While a recent report that Amazon.com plans to open hundreds of stores may have been exaggerated, the possibility of such an expansion underscores Amazon’s secret weapon – its massive data warehouse. Here’s what shoppers can expect.
I have yet to find a customer review about Amazon.com’s data capabilities on one of its millions of web pages, but if it were to open as many stores as has been recently reported, those insights would certainly be stocking its shelves.
The world’s largest online retailer was rumored to have plans to build as many as 400 locations, if the CEO of mall operator General Growth Properties, Inc. was to be believed. The executive soon after backpedaled on his comment, but whether the recent statement is true, such a strategy should not catch us by surprise. Amazon has already dabbled in physical retail and has one of the best data sets in the industry to inform a store expansion plan.
Yet Amazon’s approach to brick-and-mortar – it opened its first full-service store in Seattle in 2015 – is rather conservative, particularly when compared with much smaller and younger online merchants. Warby Parker, Birchbox and Rent the Runway have all opened shops within the past year.
Unlike these retailers, Amazon has focused on building and leveraging its data warehouse over many years, so it alone is probably worth more than the actual merchandise of its rivals’ warehouses. With an active user base of roughly 250 million worldwide, and hundreds of millions of products to sell, its massive reservoir of online purchase data could establish the foundation for hundreds of stores.
So why is Amazon so slow to more aggressively break ground? After all, one factor that makes the digital-to-physical model so compelling is that no matter what we sell consumers, a large majority remain steadfast in their desire to shop in brick-and-mortar locations. In fact, 85% of consumers say they prefer to shop in physical stores.
One answer may be that Amazon, with an estimated $107 billion in 2015 sales, does not necessarily need a major physical presence.
However, a few hundred stores might come in handy. They could, for example, support Amazon’s digital business by acting as small warehouses for home delivery in urban areas, while also providing a new layer of consumer behavior data. Again, Amazon is already testing some physical formats; they just aren’t all full-service stores.

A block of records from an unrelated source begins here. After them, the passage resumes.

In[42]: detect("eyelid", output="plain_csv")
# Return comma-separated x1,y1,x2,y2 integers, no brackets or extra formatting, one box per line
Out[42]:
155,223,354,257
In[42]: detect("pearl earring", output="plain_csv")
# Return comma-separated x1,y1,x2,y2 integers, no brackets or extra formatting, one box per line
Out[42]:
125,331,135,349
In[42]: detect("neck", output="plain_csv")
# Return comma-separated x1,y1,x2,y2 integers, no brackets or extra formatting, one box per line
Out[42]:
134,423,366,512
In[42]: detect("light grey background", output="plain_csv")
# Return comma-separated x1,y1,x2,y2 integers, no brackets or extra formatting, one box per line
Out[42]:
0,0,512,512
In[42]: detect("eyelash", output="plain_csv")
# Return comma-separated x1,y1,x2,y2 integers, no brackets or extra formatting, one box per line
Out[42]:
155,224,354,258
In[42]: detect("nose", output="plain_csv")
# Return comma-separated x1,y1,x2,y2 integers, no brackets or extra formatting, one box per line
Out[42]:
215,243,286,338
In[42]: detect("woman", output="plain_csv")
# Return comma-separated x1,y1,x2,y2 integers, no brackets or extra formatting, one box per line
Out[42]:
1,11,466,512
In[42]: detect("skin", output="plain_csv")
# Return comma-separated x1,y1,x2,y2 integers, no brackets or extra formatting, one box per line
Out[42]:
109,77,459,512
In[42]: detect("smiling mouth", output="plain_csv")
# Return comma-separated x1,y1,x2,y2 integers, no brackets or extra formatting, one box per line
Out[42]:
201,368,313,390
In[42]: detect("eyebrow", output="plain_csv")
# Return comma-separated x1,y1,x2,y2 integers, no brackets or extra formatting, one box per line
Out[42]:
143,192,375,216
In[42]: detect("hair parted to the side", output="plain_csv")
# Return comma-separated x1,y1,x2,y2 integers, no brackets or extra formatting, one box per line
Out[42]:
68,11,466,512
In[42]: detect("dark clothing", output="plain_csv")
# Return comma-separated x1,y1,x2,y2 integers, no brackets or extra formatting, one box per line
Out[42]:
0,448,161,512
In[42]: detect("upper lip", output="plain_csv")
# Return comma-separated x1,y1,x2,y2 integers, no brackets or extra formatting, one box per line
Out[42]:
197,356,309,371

The retailer opened its first brick-and-mortar location in Seattle in the fall of 2015, following the opening of an experimental order pickup and drop-off location near Purdue University. The university store, called Amazon@Purdue, likely served as a test of the brick-and-mortar waters. Amazon has since opened several other near-college pickup stores, including in Cincinnati, Berkeley, Calif., and Amherst, Mass.
Some may believe that by opening physical stores, Amazon might cannibalize its online outlet. I hardly see how that is possible. No single store would be able to offer the vast selection of its website. It’s a store, not Dr. Who’s TARDIS.
That said, however, what retailer if not Amazon is better suited to make the store assortment fit each independent market? The data pool it can tap into to make in-store product decisions and to shape the customer experience has to be about as good as it could get.
Amazon understands what customers in specific geographic trade areas have been ordering for years, across millions of titles and products. Rather than stock the store with 5,000 individual items and then do the interpretive dance of what works and what doesn’t, it has the wealth of product diversity to shape its merchandising decisions.
In a way, it is like personalization on the basis of neighborhoods. That is the future of retail, and just as Amazon ushered in a new retail reality by building the first truly megalithic online store decades ago, perhaps it will use the information it has since gathered to reverse-engineer what the physical store experience should and could be.
Call me crazy, but while many retailers are trying to figure out how to shape this kind of retail variability at scale, Amazon could be the first to really pull it off physically and economically.
Amazon In Store: What To Look For
Personally, as a consumer, I am curious to see what the physical Amazon experience would be. Should Amazon open a store near you, this is what shoppers should expect:
A “me”-tail store: Reliable customer insights should lead to tailored product assortments. All that data should be on display in the form of a product assortment that is relevant while also anticipating needs. The shopper, upon entering, should think, “Hey, Amazon gets me.”
Humanized experience: since Amazon knows what customers have purchased online, it can use that history to customize its ongoing suggestions online and also to direct the shopper to items that may interest her in the store. Opt-in mobile apps would be an incredible tool here – it can then make nuanced adjustments as needed, balancing the store to meet personal experience.
One-to-one offers: amazon can extend special offers that blend online and in-store activities. It can, for example, alert a shopper to soon-to-arrive products that may appeal to her based on previous activities, so she can per-order it for store pick-up and write a review.
Lastly, the shoppers could offer Amazon their feedback, gigabytes of it, so that it can further personalize the experience. Amazon’s data centers may be massive, but few things matter as much in the physical environment as the human touch.
The options are endless – and exciting.